Nuevas calas históricas.

Revelaciones equívocas.

Todo esto merece una explicación, por supuesto, y se la ofreceré a ustedes con arreglo a la versión literal de los hechos que me brindó aquel inesperado Tarmo Dakauskas, que dejaba en situación de ente anónimo al que hasta entonces había sido -al menos para mí- Tarmo Dakauskas.

«¿Le apetece tomar algo?» Le dije que de acuerdo, no tanto porque me apeteciera como por enterarme de la índole de aquel enredo de identidades, y echamos a andar. Lo más curioso de todo, aun siendo todo demasiado curioso, es que el falso Tarmo Dakauskas nos seguía a unos tres metros de distancia. «Lleva pistola», le advertí. Pero el nuevo Tarmo Dakauskas hizo un gesto despectivo con la mano.

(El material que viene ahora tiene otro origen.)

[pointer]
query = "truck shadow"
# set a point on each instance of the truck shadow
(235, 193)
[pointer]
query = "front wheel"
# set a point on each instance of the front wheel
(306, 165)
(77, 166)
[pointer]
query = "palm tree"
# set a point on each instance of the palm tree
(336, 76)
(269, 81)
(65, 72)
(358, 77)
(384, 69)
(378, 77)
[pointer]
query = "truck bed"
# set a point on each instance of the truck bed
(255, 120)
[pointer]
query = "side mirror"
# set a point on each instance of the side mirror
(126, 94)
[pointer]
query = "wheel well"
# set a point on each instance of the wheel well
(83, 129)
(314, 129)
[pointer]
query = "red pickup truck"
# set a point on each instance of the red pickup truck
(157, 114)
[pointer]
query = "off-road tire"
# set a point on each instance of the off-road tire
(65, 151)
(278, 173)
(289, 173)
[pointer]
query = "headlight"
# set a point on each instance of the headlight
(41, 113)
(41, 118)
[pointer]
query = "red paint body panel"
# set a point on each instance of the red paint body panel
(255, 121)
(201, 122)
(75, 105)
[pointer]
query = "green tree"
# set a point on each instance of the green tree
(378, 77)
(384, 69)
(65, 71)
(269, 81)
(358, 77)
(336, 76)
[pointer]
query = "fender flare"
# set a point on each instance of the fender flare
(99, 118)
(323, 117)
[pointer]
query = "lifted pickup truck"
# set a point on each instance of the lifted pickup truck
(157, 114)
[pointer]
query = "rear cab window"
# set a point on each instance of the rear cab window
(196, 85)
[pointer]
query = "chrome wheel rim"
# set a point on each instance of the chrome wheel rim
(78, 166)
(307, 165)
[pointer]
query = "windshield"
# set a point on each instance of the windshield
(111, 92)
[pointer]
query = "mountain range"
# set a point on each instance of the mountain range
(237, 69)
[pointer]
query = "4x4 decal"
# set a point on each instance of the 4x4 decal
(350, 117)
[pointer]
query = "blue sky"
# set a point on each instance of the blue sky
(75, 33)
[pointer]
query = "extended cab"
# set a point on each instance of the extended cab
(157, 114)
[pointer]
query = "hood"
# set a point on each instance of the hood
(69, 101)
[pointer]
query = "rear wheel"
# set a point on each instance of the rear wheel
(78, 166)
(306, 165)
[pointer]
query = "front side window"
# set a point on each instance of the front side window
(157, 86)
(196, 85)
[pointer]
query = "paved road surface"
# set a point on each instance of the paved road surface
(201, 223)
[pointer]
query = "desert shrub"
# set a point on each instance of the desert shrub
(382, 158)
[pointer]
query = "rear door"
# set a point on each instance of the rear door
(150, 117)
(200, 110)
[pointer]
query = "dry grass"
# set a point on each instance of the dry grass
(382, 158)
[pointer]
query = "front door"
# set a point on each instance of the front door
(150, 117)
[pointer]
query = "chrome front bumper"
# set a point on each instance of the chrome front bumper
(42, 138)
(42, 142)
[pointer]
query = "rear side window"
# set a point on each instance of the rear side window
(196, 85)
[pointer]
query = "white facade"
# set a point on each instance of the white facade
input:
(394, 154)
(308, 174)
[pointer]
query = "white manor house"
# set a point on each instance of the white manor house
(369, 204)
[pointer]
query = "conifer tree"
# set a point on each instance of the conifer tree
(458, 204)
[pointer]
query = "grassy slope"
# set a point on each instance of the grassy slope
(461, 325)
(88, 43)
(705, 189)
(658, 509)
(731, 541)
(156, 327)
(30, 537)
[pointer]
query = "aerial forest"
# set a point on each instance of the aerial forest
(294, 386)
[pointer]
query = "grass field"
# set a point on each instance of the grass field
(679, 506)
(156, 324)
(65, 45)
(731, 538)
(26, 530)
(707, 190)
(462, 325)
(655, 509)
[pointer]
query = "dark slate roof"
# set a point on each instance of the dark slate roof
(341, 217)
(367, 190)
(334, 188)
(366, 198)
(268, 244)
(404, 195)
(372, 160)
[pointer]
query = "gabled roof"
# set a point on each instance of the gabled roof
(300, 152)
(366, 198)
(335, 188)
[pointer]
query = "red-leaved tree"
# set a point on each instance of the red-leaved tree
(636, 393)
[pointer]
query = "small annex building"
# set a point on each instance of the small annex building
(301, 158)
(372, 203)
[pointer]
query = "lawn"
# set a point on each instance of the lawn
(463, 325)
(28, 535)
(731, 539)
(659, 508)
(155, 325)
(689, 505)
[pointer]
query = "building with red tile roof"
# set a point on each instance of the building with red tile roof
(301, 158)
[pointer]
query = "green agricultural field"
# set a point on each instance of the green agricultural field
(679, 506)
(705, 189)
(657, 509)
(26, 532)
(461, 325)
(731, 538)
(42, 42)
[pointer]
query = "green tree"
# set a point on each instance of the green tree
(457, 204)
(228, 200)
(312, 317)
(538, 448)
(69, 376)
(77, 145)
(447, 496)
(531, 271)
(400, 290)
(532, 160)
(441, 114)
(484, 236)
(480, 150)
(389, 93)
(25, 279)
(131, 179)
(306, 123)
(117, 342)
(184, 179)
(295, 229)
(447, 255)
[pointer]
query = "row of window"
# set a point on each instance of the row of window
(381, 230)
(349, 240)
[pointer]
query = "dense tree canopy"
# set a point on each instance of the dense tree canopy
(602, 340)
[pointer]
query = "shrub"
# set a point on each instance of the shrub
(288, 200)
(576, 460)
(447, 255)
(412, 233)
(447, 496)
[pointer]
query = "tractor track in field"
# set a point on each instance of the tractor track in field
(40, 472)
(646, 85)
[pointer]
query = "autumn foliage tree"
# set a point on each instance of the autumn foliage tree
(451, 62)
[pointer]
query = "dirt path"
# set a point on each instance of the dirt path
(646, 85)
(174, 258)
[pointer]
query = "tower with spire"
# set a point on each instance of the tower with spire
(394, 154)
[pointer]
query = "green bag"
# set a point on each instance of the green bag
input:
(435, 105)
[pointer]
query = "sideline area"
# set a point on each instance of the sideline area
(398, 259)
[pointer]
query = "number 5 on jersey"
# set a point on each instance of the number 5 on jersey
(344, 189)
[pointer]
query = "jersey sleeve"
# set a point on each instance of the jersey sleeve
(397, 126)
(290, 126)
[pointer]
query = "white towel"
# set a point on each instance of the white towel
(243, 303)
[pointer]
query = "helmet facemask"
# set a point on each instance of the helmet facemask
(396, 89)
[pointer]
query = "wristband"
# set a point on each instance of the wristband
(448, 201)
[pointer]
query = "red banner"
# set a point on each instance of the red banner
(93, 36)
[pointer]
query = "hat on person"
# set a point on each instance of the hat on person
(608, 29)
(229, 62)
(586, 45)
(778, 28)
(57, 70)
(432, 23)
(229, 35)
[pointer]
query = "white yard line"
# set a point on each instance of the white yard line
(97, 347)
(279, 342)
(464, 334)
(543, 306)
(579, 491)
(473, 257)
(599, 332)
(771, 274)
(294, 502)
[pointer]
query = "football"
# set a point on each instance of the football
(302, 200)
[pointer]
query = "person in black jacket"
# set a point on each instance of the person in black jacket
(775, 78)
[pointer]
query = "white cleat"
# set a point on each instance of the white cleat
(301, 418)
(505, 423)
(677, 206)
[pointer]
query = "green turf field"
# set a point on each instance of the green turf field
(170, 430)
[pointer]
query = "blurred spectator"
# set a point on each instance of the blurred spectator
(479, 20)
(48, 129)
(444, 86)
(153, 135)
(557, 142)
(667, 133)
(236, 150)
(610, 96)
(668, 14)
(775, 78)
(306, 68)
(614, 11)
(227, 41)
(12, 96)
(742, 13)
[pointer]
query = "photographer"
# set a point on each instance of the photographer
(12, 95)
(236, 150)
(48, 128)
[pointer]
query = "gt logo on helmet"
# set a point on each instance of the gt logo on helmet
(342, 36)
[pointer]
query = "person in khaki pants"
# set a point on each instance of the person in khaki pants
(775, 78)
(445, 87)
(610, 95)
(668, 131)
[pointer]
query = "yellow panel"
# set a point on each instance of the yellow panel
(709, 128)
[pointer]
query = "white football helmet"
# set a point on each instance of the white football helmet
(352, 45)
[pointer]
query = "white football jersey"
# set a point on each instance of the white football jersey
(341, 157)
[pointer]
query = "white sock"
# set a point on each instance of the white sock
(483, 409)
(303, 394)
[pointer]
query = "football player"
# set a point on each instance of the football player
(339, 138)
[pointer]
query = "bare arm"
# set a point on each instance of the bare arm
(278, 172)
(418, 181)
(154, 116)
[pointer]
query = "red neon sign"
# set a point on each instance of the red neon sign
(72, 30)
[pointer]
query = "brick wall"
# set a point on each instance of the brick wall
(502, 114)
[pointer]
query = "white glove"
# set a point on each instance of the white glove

Entramos en el primer bar que vimos y nos sentamos a una mesa. Al poco entró el Tarmo Dakauskas de impostura y se quedó en la barra, con expresión de perro pateado. Recibí otra llamada de tía Corina y de nuevo le dije que no se preocupase: a fin de cuentas, yo sólo estaba metido en una barraca de irrealidades de apariencia peligrosa, aunque de momento inofensivas. «Usted estará haciéndose muchas preguntas… En principio, estará preguntándose quién es ese cara de pato.»

Y aquel cara de pato resultó ser Tito Dakauskas. «He tenido que cuidar de él desde que éramos niños. Estamos tan unidos desde siempre, que anda convencido de que somos una misma persona, y esa persona soy fundamentalmente yo, no él, ¿comprende? Una transferencia de personalidad. Me mira como quien se mira en un espejo. Me mira y está mirándose a sí mismo, igual que si viviera en un viaje astral continuo, ¿me entiende? Pero es mi hermano, y eso está por encima de casi todo, incluido mi propio hermano. Mi pobre hermano Tito.»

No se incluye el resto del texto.